Não há, nas normas que definem a pena de "bloqueio", a conceituação de que tipo de conduta, especificadamente, determinaria tal procedimento; posto que se trata de um imperativo de deveria ser  também graduado segundo a extensão do ato praticado. Mas não seria muito grave impor ao advogado esta sanção, que praticamente o impediria de exercer sua profissão no âmbito daquele tribunal?
 
A Resolução do PJe-JT, por exemplo,  se refere a "bloqueio provisório", que poderá ocorrer em relação ao processo que deu causa ou a todo o sistema.
 
Seria interessante, também, analisar a natureza jurídica do bloqueio de cadastro. Se ele guarda relação direta com a conduta praticada pelo advogado no sistema de processo eletrônico, não seria uma sanção processual? Se este raciocínio prevalecer, vê-se que as normas supracitadas seriam inconstitucionais, pois só por meio de lei de iniciativa da União é que poderiam ser veiculadas, conforme determina o art. 22, I, CF.
 
E o mais importante: quem determinará este bloqueio? Será o "sistema", esta "entidade computacional" desprovida de razão e de capacidade de análise de fatos e de argumentos jurídicos? Pode um programa de computador decidir o destino profissional de um advogado?
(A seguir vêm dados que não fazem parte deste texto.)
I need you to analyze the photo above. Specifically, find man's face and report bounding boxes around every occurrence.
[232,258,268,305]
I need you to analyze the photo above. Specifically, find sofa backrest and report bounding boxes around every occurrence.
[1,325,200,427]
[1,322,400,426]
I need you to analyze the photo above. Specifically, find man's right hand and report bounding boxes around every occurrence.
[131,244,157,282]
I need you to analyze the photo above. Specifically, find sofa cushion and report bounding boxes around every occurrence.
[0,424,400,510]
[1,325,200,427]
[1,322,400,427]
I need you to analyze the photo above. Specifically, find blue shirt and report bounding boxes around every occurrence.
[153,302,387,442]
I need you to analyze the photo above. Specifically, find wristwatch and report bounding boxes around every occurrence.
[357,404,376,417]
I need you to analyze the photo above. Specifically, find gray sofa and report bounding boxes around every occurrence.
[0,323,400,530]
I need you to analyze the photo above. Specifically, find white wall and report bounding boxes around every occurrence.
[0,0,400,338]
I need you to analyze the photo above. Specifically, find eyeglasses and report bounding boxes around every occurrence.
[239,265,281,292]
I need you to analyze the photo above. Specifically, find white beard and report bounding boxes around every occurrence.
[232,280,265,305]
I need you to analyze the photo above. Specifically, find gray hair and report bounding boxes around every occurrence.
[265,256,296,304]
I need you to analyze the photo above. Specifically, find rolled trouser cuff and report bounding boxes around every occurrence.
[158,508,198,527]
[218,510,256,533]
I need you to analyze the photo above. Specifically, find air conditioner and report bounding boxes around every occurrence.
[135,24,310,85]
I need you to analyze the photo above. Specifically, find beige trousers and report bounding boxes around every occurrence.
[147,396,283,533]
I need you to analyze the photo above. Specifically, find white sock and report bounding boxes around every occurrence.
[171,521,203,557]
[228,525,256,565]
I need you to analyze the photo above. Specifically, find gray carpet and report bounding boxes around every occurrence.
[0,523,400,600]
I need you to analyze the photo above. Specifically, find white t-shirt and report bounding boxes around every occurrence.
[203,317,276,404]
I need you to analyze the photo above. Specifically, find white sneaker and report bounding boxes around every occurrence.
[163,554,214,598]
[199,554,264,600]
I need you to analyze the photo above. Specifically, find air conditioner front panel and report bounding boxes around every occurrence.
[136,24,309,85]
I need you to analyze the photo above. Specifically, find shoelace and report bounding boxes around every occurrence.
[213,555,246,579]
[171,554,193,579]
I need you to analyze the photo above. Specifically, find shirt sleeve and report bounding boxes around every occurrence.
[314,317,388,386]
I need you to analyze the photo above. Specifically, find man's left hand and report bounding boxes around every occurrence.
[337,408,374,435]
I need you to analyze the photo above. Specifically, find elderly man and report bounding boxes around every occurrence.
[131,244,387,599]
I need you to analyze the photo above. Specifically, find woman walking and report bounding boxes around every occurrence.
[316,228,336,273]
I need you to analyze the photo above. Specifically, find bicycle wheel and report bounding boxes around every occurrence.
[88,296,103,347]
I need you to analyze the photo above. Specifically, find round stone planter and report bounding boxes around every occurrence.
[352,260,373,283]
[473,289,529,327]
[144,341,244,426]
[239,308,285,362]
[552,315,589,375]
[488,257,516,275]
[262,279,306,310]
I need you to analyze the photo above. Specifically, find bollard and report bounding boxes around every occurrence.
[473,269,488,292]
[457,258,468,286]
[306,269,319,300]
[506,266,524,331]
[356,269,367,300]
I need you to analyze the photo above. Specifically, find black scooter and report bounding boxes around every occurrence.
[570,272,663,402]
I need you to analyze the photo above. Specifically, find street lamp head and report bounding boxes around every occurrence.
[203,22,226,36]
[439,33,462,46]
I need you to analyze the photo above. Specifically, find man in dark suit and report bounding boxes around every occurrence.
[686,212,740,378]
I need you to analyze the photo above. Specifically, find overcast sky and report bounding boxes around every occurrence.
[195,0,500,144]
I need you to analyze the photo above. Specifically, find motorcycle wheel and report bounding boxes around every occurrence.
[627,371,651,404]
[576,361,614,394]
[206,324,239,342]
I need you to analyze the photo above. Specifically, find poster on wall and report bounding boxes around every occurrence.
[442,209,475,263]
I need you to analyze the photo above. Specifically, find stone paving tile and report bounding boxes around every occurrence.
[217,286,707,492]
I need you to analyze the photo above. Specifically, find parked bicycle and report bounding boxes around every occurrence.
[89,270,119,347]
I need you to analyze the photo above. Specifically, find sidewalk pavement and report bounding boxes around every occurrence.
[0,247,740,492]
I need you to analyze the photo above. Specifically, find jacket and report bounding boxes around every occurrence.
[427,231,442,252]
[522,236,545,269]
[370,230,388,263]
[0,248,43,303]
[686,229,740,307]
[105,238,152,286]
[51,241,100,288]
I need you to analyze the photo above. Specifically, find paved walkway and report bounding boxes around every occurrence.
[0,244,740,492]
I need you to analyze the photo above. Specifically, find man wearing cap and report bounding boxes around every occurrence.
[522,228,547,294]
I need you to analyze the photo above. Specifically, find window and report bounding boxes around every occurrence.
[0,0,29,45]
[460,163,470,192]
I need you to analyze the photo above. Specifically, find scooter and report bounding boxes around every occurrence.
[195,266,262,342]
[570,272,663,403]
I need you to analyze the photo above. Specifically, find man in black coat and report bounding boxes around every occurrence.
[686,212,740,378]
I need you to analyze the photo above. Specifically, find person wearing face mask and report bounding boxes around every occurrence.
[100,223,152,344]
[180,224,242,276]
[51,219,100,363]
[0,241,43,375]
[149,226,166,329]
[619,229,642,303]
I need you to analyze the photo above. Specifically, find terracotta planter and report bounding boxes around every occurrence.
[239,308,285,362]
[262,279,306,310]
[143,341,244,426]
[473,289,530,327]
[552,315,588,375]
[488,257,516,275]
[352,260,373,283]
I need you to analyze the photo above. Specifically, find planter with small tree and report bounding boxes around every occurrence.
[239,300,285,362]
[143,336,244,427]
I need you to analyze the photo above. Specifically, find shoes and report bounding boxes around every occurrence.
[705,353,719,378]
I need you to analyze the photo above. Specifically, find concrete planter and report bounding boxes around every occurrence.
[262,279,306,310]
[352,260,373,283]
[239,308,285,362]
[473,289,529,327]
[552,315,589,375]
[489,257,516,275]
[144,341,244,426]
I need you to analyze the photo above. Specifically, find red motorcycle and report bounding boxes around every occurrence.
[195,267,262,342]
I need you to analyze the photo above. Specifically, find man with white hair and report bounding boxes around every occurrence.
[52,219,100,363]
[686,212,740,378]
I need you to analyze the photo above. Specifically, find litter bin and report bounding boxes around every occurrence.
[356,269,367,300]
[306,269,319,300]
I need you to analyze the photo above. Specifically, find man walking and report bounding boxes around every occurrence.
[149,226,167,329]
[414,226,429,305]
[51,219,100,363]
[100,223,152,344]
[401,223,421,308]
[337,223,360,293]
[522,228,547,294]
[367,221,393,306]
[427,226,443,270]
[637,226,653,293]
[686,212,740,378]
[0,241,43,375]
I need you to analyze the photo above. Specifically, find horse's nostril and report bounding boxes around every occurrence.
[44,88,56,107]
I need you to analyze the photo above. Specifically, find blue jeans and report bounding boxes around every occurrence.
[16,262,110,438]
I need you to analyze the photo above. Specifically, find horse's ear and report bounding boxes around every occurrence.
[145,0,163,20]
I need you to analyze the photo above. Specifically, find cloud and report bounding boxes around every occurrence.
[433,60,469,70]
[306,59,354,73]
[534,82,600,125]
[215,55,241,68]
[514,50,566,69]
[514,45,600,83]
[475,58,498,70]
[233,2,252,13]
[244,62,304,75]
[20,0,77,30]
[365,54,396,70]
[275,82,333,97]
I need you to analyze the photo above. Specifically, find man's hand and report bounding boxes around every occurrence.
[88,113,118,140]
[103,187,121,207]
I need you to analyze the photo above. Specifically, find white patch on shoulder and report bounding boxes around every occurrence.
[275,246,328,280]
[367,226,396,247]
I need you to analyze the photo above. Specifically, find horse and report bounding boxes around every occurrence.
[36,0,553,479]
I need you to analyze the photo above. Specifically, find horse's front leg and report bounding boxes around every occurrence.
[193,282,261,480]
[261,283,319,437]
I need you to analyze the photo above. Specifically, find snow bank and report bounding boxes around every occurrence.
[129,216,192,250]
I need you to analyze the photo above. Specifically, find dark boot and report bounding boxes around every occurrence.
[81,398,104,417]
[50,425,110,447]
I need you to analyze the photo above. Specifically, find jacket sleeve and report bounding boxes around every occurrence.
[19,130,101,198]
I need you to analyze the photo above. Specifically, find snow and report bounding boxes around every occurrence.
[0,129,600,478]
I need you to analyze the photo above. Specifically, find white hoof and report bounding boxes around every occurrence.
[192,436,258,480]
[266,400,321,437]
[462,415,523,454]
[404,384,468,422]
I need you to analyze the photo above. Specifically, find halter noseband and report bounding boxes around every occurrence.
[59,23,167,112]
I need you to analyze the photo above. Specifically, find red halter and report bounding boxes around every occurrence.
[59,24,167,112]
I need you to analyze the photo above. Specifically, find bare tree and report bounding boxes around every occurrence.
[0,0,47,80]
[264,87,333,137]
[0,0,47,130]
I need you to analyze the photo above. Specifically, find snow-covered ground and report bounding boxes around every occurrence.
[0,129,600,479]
O STJ e o PJe-JT, por sua vez, atribuem esta competência à "autoridade judiciária" correspondente/competente.
 
Na realidade, pode-se dizer que o bloqueio de cadastro do processo eletrônico guarda semelhança às sanções previstas  pelo mau comportamento ou abuso, nos contratos de serviços da internet, como no caso de redes sociais (Facebook, Orkut) e de  lojas de mídia (iTunes/Mac AppStore).
 
Acontece que o sistema do processo eletrônico não é um simples serviço de internet, mas um verdadeiro instrumento para a defesa de interesses legítimos perante o Poder Judiciário.
 
Vejo que, por se tratar de uma sanção ao advogado, no exercício de sua função, a legitimidade para a sua imposição deve ser do respectivo Conselho Seccional da OAB em que tenha ocorrido a infração, salvo se cometida perante o Conselho Federal, conforme determina expressamente o art. 70, caput, da Lei 8.906/94, constituindo uma medida arbitrária a sua fixação pelo Poder Judiciário.
 
Vale notar que no rol taxativo de penalidades do art. 35 do Estatuto da Advocacia constam apenas a censura, suspensão, exclusão e a multa, nada mencionando sobre o tema em debate.
 
Portanto, o bloqueio de cadastro é medida de duvidosa constitucionalidade e que ofende, diretamente, as prerrogativas do advogado, pois permite a imposição de sanção disciplinar por órgão judicial, em claro desrespeito ao Estatuto da Advocacia e sem observar os princípios constitucionais do contraditório, da ampla defesa e da razoabilidade.
 
Walter Capanema é secretário-geral da Comissão de Direito e Tecnologia da Informação da OAB/RJ.
 
Versão online da Tribuna do Advogado, edição de novembro de 2012.